Tampaknya ia sudah tak tahan untuk segera menyulut rokok kegemarannya. Lalu ia turun menuju boat landing dan melompat ke atas crew boat yang sudah sejak tadi pagi mengantarkan ia ke anjungan kaki tiga ini. Ia duduk di atas kotak berwarna merah bertuliskan PPE, lalu mengeluarkan sebungkus Gudang Garam dan menyulut salah satu. Sedotan demi sedotan ia padukan dengan merem melek matanya yang dimabuk asap nikotin. Ia seakan lupa panas yang tadi menerpa keningnya, menerpa keringatnya yang jatuh membasahi lantai-lantai kotor penuh kepingan karat, terhapus oleh asap-asap tebal rokoknya.

Ia adalah perokok berat, 2 hingga tiga bungkus ia habiskan sehari. Ia sudah merokok sejak ia masih muda, sejak pacarnya belum menjadi ibu dari anak-anaknya sekarang. Ia merokok di setiap ada kesempatan, bahkan makanpun ia tunda jika sedang asyik menikmati asap penuh racun ini. Saking fasihnya merokok, bahkan di saat ia tak merokokpun, kedua jarinya, telunjuk dan jari tengahnya mengacung seolah menyelip rokok. Rokok sudah merasuk dalam sanubarinya. Rokok sudah menjadi semboyan hidupnya dan rokok adalah nafasnya.

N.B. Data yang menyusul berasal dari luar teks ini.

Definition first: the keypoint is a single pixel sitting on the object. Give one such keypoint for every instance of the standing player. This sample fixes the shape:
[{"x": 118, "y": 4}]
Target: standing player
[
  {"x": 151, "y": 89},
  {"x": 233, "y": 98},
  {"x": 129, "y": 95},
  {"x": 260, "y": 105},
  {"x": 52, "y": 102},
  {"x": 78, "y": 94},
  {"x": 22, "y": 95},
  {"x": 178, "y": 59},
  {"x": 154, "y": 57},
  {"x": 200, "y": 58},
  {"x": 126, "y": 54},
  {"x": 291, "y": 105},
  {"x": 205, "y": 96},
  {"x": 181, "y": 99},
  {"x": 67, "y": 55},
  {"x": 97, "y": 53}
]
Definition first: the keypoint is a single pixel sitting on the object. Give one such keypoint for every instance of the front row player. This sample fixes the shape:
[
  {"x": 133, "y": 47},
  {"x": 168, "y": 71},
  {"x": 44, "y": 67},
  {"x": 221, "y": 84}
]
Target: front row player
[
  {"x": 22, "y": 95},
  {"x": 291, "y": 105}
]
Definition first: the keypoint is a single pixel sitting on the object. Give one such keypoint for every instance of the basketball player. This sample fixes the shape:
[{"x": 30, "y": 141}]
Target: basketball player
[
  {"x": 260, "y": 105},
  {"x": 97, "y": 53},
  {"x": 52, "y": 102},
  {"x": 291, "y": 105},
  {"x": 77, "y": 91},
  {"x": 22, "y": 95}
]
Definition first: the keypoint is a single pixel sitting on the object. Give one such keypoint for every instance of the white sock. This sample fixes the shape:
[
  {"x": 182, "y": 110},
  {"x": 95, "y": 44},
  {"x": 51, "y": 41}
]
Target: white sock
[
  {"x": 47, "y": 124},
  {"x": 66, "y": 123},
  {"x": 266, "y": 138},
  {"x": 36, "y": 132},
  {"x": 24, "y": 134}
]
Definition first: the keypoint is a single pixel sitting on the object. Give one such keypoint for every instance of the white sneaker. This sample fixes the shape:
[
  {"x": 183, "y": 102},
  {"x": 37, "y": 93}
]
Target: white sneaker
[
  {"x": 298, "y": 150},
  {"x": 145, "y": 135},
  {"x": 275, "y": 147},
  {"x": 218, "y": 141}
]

Suatu hari Pak Somat tak kulihat masuk kerja, tak kulihat ia menggotong-gotong tubing yang panjangnya 4 meteran, seperti biasa yang kulihat di hari-hari sebelumnya. Hanya kulihat kotak tool yang ia selipkan di bawah barisan tubing-tubing karya indahnya. Menurut salah seorang kawan, ia menjalani operasi di Jakarta karena menderita serangan jantung. Ia terpaksa harus dioperasi untuk memasang cincin di pembuluh darah yang dekat jantung, karena terjadi penyempitan parah. Supply oksigen jadi berkurang ke jantung dan itu juga yang membuat jantungnya terasa nyeri, nyeri sekali waktu itu. Aku harap ia segera sembuh dan kembali ke anjungan yang indah ini, melewati hari-hari bersamaku lagi. Aku harap bukan hanya tubing-tubingnya yang menghiasi sudut-sudut anjungan ini, tapi juga humor-humor segarnya yang tak pernah basi. Aku harap Pak Somat cepat pulih seperti sedia kala.